But unless im stopped i wont answer the phone while im riding. Theres just to much going around me when im riding in the city..


----------



## DrRoebuck (May 10, 2004)

meat tooth paste said:


> I just pull over and talk, then hop back on the bike and continue my "work day"


Yup. I love sitting at the bridge in the Marina, telling a panicked client how busy I am and that they'll have to wait until tomorrow. Meanwhile, there are jets roaring overhead, bike bells going off and Latino fishermen yelling at each other. My clients must thing I'm the most incompetent computer consultant, considering as far as they know all my other clients are constantly having "virus attacks" or "server crashes."

Yeah. I'm reeeeeaaaal busy.


----------



## mb168 (Jan 3, 2005)

onrhodes said:


> I go with the K.I.S.S. philosophy. I don't own, not do I ever intend on owning a cell phone. If people need to get in touch with me then leave a message for me at home.
> I don't belive that I need to be in constant contact with people and always have a phone on me.
> The whole argument of using them for emergencies, etc seems weak to me. We got along without cell phones for decades. If you ask me that is why there are pay phones and 1-800-collect.
> Just my 2 cents, and I understand that I am in the minority here. I just don't see the usefullness of a cell phone (other then another $40 a month bill to pay).

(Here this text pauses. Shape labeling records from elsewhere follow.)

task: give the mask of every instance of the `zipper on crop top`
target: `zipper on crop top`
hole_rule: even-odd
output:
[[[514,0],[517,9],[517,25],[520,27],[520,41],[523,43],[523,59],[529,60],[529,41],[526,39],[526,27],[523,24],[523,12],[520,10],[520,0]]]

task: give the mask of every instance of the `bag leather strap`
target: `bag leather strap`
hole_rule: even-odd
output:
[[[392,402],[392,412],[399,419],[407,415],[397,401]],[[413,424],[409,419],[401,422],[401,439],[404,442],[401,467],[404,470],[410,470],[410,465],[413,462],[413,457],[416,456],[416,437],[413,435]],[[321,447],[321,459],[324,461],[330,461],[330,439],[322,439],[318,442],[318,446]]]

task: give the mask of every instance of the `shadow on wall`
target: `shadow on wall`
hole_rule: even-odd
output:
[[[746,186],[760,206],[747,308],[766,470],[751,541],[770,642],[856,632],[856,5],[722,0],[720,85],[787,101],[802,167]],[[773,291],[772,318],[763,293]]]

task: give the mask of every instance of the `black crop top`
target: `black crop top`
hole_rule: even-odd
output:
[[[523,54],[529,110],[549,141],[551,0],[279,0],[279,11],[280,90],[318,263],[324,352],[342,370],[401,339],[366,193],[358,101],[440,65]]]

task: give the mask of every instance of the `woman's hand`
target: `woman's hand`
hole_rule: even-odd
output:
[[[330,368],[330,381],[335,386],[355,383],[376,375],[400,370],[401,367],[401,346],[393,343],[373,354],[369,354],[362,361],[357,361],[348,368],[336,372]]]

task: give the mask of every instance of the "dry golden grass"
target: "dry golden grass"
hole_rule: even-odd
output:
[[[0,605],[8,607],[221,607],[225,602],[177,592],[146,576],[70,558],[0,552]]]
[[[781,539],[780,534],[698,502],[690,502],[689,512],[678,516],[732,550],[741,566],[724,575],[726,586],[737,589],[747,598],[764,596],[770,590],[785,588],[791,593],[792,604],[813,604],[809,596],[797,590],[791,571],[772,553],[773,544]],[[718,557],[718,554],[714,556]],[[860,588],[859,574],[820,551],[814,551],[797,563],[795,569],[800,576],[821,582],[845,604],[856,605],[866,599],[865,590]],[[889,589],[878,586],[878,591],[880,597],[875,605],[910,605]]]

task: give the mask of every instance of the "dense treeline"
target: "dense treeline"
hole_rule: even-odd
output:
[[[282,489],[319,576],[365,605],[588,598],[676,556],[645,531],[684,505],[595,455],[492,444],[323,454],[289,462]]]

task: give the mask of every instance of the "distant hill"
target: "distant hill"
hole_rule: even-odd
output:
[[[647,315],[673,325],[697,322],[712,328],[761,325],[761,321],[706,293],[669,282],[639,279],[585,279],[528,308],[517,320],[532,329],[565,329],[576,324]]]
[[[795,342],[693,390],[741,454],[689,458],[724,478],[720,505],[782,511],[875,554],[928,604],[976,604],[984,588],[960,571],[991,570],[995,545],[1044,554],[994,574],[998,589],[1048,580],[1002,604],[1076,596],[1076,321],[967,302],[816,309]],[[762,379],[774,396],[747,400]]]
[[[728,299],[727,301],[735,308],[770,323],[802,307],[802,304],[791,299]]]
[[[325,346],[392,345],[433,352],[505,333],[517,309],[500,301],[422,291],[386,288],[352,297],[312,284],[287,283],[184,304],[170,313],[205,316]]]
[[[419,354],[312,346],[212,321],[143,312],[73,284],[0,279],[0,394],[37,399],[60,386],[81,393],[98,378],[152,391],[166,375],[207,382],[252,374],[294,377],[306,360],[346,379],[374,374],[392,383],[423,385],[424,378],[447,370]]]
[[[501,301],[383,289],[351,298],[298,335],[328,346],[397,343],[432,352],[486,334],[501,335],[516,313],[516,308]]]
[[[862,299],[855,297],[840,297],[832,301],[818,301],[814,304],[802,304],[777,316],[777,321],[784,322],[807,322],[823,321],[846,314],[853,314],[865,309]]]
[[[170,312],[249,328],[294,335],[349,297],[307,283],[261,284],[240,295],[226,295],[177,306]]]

We didn't have bicycles, computers, or indoor plumbing for thousands of years and survived just fine too. I suppose if you ride in the city with pay phones readily available and traffic passing by everywhere you have a minor point. I ride down roads where the nearest payphone is 15 miles away, you may not pass a house for miles, or have a car pass you in 20-30 minutes. I'd hate to be lying there on the side of the road in the middle of no where, nowhere to crawl to, and no one to stop and help for who knows how long and thats if you could flag them down lying in the ditch. Heck yeah its a safety issue. I'd pay $40 a month for the rest of my life not to die in a ditch today.


----------



## Scot_Gore (Jan 25, 2002)

I turn mine off while riding. The few times I've had it on it's been too tempting to answer it when it rings. Like you say, it dosn't take much skill to reach back and answer the phone, so when it rings I find myself reaching for it. I've gotten in the habit of turning it off and checking for missed calls at rest points.

Scot


----------



## Markus Mudd (Dec 18, 2004)

northcoast said:


> Lately I've been noticing more and more cyclists talking on the phone while riding. Is it just me or do we commuters have a sort of collective hate for cell phones while riding/driving since so many of our close calls are caused by cell phone yapping motorists? Yesterday I saw a dude on a beautiful track bike riding with no hands down Fairfax talking on his cell. Don't get me wrong, I have a cell phone and enough skill to talk while riding, but I just don't. Wadaya all think?
> Included a pic for the heck of it.




I was on an organized ride in Cincinnati last summer (The Morning Glory) and saw a dude flyin' by whilst talking on a cell phone. He paid no attention to the stop sign in front of him and the fact that the other traffic had no stop sign as he blasted on through without slowing down. Cars squeeled and scattered to avoid running over our distracted friend. It scares me that drivers could possibly be anywhere near as oblivious as this guy was!! 

Mark


----------



## Cerddwyr (Jul 26, 2004)

On long rides my cell phone is in a zip lock in my jersey. OFF! It is there to call for help, ideally for other people, as I don't know that I need help if I can work the phone. When I am riding for work, I carry the phone turned on, and will pull over to answer only if I am expecting/dreading a call. Mostly I just check messages when I stop for coffee or get to a client. I will NEVER talk on the phone while riding. And I will have no sympathy for someone who dies while doing so. Stupidity like that deserves a dose of Darwinism.

Gordon


----------



## Argentius (Aug 26, 2004)

*Harsh!*

The teeth in some of these replies!

Yeah, okay, so I'm with you on blowing through stopsigns at thirty on a cellphone...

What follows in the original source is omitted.